Aussi l’appel est-il recevable contre un jugement ratifiant une convention sur les effets accessoires du divorce, dans les causes exclusivement patrimoniales pour autant que la valeur litigieuse, au dernier état des conclusions devant l’autorité inférieure, soit de 10'000 fr. au moins (art. 308 al. 1 let. a et al. 2 CPC). En l’espèce, l’appelant conteste la ratification des chiffres IV à VI de la convention intervenue à l’audience du 28 juin 2012, lesquels portent sur la liquidation du régime matrimonial et notamment sur le sort des 300 actions de la société E.________ SA et sur les engagements pris par les parties en lien avec celles-ci ; il conteste par ailleurs le fait que la mesure d’éloignement prononcée à son encontre soit toujours en vigueur. La voie de l’appel est par conséquent ouverte.

L’appel a été formé en temps utile (art. 311 al. 1 CPC) par une partie qui y a intérêt (art. 59 al. 2 let. a CPC). Sa recevabilité est toutefois douteuse, dès lors que les conclusions sont peu explicites, que certaines d’entre elles apparaissent nouvelles et qu’une autre porte sur un fait qui ne fait pas l’objet de la convention ratifiée et dont ne parle par le jugement attaqué, à savoir la mesure d’éloignement qui n’aurait pas été supprimée.

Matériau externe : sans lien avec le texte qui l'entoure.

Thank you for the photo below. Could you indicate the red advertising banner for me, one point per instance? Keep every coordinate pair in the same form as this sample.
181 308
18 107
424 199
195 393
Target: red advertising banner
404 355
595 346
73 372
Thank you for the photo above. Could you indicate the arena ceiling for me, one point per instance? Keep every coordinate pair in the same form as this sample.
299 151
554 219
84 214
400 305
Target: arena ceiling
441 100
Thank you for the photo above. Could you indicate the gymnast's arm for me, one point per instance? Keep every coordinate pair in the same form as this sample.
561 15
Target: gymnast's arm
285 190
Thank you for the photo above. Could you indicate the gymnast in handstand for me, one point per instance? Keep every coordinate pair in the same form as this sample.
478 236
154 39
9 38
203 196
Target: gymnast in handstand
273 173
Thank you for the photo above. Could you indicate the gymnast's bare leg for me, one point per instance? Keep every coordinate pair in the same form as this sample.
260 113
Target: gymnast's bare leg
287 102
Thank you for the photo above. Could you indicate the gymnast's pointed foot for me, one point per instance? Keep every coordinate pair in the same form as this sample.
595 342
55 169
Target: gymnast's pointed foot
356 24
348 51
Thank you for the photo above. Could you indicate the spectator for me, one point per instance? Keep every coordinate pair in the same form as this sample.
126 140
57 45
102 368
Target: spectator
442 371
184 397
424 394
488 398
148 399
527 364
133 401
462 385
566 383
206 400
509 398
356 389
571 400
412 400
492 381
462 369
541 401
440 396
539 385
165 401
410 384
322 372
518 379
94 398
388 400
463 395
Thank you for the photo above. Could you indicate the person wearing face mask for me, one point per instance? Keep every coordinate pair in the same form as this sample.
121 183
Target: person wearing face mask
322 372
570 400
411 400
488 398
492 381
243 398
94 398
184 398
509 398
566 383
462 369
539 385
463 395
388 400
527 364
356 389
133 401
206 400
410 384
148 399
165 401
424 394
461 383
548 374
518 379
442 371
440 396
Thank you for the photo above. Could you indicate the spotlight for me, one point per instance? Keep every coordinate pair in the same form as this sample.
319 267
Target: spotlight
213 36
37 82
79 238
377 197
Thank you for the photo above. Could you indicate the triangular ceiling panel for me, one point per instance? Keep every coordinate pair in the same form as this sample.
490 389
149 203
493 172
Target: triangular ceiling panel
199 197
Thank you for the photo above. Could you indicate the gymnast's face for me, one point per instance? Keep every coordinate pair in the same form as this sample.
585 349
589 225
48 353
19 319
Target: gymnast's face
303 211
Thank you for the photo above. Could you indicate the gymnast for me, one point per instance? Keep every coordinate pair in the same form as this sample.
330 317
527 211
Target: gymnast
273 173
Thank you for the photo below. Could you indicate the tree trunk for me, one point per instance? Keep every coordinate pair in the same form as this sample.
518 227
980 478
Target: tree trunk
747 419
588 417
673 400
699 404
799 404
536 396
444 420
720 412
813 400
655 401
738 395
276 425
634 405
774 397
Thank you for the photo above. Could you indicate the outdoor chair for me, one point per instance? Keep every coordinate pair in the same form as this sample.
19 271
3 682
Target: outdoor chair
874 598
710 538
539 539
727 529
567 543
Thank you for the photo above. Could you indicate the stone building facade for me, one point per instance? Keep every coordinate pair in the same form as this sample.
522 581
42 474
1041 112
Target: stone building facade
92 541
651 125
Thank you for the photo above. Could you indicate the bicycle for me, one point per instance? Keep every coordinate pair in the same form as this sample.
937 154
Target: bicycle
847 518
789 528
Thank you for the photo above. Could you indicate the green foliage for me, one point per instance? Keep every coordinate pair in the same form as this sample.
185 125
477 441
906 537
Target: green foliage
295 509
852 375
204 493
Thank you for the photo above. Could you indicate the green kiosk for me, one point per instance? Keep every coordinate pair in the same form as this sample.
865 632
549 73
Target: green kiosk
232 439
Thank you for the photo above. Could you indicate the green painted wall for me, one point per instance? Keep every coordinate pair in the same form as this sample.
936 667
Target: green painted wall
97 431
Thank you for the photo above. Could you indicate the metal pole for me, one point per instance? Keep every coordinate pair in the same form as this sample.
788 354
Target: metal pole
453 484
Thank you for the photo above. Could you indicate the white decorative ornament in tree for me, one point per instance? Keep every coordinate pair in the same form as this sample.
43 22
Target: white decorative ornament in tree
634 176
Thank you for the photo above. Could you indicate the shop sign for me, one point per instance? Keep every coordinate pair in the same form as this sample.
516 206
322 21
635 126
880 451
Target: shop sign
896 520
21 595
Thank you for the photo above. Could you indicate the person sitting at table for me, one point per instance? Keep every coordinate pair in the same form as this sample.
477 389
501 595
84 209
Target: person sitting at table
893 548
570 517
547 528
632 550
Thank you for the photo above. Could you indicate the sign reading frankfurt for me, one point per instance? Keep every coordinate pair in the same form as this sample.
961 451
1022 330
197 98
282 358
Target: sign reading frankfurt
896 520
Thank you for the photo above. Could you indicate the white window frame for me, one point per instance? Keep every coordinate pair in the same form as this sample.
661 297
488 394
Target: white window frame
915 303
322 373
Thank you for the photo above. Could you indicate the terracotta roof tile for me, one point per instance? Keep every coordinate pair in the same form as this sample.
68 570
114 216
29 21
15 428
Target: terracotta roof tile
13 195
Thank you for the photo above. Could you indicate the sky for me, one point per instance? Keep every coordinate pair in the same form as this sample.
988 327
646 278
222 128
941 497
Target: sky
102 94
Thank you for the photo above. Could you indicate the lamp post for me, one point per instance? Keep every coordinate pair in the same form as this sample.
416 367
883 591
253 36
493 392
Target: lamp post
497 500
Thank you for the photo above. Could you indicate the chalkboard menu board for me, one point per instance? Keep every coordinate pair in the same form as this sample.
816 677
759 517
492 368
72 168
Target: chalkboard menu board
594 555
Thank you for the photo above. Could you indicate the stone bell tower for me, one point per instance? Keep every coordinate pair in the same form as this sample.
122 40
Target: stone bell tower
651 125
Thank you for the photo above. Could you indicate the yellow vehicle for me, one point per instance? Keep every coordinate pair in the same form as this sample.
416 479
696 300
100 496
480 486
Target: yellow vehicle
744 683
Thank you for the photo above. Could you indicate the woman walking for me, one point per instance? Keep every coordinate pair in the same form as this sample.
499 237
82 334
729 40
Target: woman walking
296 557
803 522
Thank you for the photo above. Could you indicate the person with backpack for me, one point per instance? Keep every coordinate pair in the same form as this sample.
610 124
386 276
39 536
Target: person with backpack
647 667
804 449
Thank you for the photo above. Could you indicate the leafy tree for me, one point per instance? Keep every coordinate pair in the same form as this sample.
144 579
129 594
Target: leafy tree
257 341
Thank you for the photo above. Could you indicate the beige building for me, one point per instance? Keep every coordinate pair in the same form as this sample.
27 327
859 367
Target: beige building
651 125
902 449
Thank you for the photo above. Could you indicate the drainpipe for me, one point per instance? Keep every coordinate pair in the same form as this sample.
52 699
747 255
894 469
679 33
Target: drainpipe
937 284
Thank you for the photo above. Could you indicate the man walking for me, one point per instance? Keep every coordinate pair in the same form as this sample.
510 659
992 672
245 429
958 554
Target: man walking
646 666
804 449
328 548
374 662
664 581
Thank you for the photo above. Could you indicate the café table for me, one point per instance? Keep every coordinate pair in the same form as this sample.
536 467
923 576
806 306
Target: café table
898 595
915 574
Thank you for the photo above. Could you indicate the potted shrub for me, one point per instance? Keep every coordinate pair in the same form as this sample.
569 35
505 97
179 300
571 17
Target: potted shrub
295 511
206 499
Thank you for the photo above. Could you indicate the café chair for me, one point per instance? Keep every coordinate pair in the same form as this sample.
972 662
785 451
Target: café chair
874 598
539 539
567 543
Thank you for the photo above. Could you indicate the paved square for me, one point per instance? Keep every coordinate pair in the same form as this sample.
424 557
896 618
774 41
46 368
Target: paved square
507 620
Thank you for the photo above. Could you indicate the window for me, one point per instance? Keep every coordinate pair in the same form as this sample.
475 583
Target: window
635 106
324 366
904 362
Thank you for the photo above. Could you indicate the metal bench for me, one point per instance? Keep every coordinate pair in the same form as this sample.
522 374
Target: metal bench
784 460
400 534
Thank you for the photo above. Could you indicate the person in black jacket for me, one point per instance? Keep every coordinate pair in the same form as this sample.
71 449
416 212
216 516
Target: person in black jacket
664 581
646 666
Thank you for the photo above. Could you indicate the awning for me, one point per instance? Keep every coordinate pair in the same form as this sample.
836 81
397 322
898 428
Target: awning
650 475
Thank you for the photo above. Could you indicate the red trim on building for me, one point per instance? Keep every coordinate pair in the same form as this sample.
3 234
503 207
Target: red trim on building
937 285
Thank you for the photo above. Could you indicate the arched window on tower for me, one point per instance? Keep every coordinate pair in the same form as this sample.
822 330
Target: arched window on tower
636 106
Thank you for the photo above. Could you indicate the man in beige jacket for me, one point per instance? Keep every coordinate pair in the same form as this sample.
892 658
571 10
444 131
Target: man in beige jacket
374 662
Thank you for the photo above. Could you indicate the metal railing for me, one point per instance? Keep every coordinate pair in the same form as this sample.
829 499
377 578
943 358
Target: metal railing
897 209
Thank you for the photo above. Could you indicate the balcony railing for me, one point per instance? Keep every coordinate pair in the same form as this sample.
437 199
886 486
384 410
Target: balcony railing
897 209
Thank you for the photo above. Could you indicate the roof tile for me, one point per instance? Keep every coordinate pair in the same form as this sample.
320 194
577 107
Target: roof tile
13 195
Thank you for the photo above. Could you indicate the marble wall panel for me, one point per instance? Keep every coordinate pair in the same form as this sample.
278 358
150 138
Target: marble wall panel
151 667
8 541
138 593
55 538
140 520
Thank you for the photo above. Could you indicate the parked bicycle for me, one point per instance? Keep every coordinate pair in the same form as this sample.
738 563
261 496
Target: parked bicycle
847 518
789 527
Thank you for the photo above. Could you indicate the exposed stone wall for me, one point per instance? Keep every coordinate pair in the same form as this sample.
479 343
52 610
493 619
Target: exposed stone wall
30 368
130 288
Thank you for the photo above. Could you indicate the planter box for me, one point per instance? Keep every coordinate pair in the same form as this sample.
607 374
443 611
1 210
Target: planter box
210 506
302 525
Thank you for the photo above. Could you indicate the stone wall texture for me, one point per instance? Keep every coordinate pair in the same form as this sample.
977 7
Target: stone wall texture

La question de la recevabilité de l’appel peut néanmoins être laissée ouverte, dès lors que celui-ci doit de toute manière être rejeté pour les motifs énoncés ci-dessous (cf. infra c. 3 et 4).

a) L'appel est une voie de droit offrant à l'autorité de deuxième instance un plein pouvoir d'examen. Celle-ci examine librement tous les griefs de l'appelant, qu'ils concernent les faits ou le droit. Ainsi, l'instance d'appel revoit les faits avec une cognition pleine et entière ; elle contrôle librement l'appréciation des preuves et les constatations de fait de la décision de première instance (Hohl, Procédure civile, tome II, 2e éd., Berne 2010, n. 2399, p. 435). L'autorité d'appel applique le droit d'office : elle n'est pas liée par les motifs invoqués par les parties ou par le tribunal de première instance (Hohl, op. cit., n. 2396, p. 435 ; Spühler, in Schweizerische Zivilprozessordnung, Bâle 2010, n. 1 ad art. 311 CPC, qui parle de « vollkommenes Rechtsmittel »).

Dans le cas particulier, l'appel est possible seulement pour faire vérifier que les conditions pour ratifier la convention des parties étaient réunies. Cela ne limite pas le recourant au grief du vice du consentement, mais il ne peut faire valoir que des motifs justifiant un refus de ratification, cela compte tenu d'une libre appréciation en droit (art. 310 let. a CPC) et de la réappréciation des faits, voire des novas permis par les règles prévalant en la matière (art. 310 let. b et 317 let. a CPC ; cf. infra c. 2b). Il ne s'agit dès lors pas pour l'autorité d'appel de réexaminer et, le cas échéant, de modifier les effets en question selon sa propre appréciation. La juridiction de deuxième instance peut en revanche, le cas échéant, substituer à celle du premier juge sa propre appréciation sur l'admissibilité de l'accord des parties en refaisant les contrôles de la convention requis par l’art. 140 aCC, respectivement l’art. 279 CPC (cf. Tappy, op. cit., n. 28 ad art. 279 CPC et n. 16 ad art. 289 CPC ; sur le tout : Juge délégué CACI 14 mai 2012/227).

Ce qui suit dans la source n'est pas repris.